Für die Ergebnisprognose wird das EBIT gemäß Management Accounting (basiert auf IFRS) herangezogen. Das EBIT nach HGB ist das handelsrechtliche Ergebnis nach Steuern, korrigiert um Aufwendungen und Erträge aus Ergebnisabführungsverträgen, Zinsen und Steuern. Der Unterschied zwischen dem EBIT nach Management Accounting (-9,1 Mio. EUR) und dem EBIT nach HGB (-12,9 Mio. EUR) beträgt -3,8 Mio. EUR. Der Unterschied resultiert im Wesentlichen daraus, dass im EBIT nach Management Accounting Erträge aus weiterbelasteten Kosten und Nebenkosten des Geldverkehrs nicht miteinbezogen werden.

Für 2023 rechnen wir mit Umsatzerlösen von 58,2 Mio. EUR und einem EBIT (EBIT lt. Management Accounting - basiert im Wesentlichen auf den Vorschriften nach IFRS) in Höhe von -2,4 Mio. EUR. Auf Basis der Erfahrungen des abgeschlossenen Geschäftsjahres 2021 wird die Differenz zwischen dem EBIT nach Management Accounting und dem EBIT nach HGB gleichbleibend in Höhe von ca. 0,3 Mio. EUR erwartet. Der erwartete Anstieg der Umsatzerlöse und des EBIT sowohl nach Management Accounting als auch gemäß HGB ist auf die erstmalige Weiterberechnung einer erhöhten Konzernumlage an Konzernunternehmen ab dem Geschäftsjahr 2022 zurückzuführen.

4. Chancen- und Risikobericht

Generelles Risikomanagement

Das Risikomanagement für die Veolia Umweltservice Gruppe hat zur Aufgabe, auf die Konzernunternehmen einwirkende Risiken so frühzeitig zu identifizieren und zu bewerten, dass rechtzeitig geeignete Maßnahmen getroffen werden können, um wirtschaftliche Verluste zu begrenzen und den Fortbestand des Unternehmens nicht zu gefährden.

Die Verantwortlichen der zentralen Fachabteilungen und der operativen Geschäftseinheiten sind innerhalb ihres Verantwortungsbereiches für die Identifikation, Bewertung, Steuerung und Kommunikation von Risiken verantwortlich. Risikorelevante Sachverhalte werden regelmäßig in das interne Berichtswesen eingearbeitet und entsprechend ihrer Werthaltigkeit in den Führungsgremien behandelt.

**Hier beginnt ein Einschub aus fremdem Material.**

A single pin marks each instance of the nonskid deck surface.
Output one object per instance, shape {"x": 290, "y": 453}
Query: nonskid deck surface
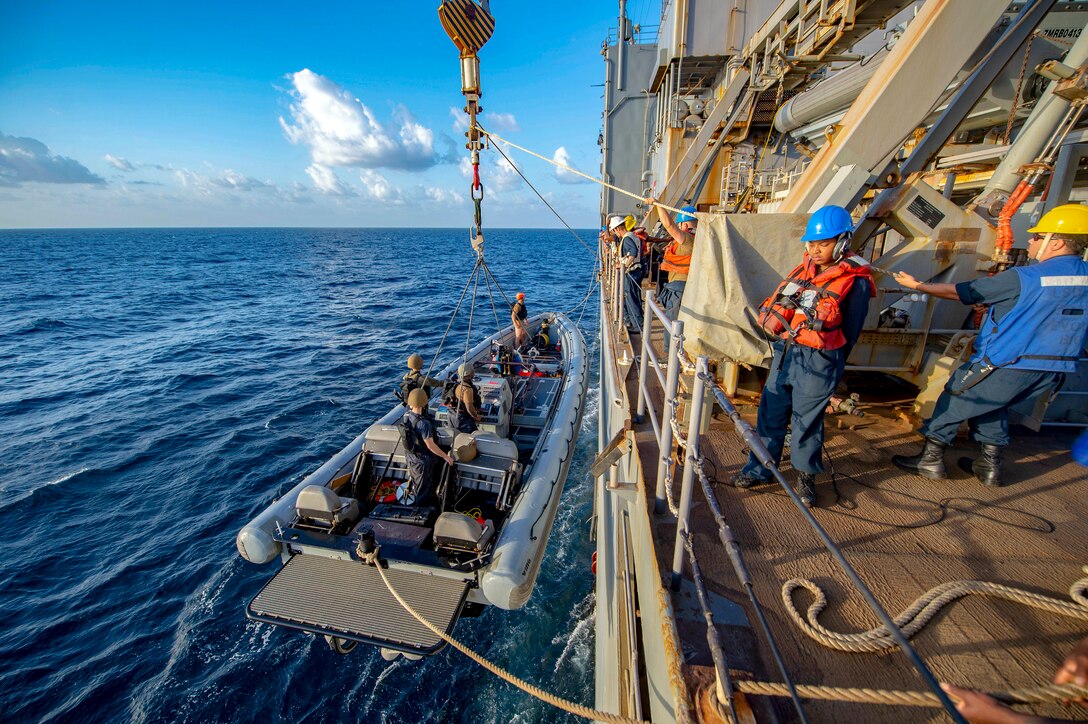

Die Interne Revision prüft die Einhaltung von Richtlinien, der Vollmachtsordnung, Prozess-Effektivität sowie die ordnungsmäßige Bearbeitung von Sachverhalten. Sie prüft regelmäßig die Funktionsfähigkeit und Effektivität sowie empfiehlt Ansätze zur Weiterentwicklung des Risikomanagementsystems. Die Interne Revision berichtet direkt an den Vorsitzenden der Gruppengeschäftsführung.

Im Rahmen des Chancen- und Risikomanagements wird in wirtschaftliche Risiken, regulatorische Risiken, bestandsgefährdende Risiken und finanzwirtschaftliche Risiken unterschieden.

• Wirtschaftliche Risiken und Chancen

In Bezug auf die isolierte Entwicklung der Gesellschaft besteht für das Geschäftsjahr 2023 nur noch ein moderates Risiko steigender Zinsen für die von Veolia Paris erhaltenen Darlehen. Weiterhin wird das grundsätzliche Risiko gesehen, dass qualifiziertes Personal nicht im ausreichenden Maße akquiriert oder gehalten werden kann, um das geplante Leistungserbringungsniveau zu erreichen. Dieses Risiko wird aber als gering eingestuft.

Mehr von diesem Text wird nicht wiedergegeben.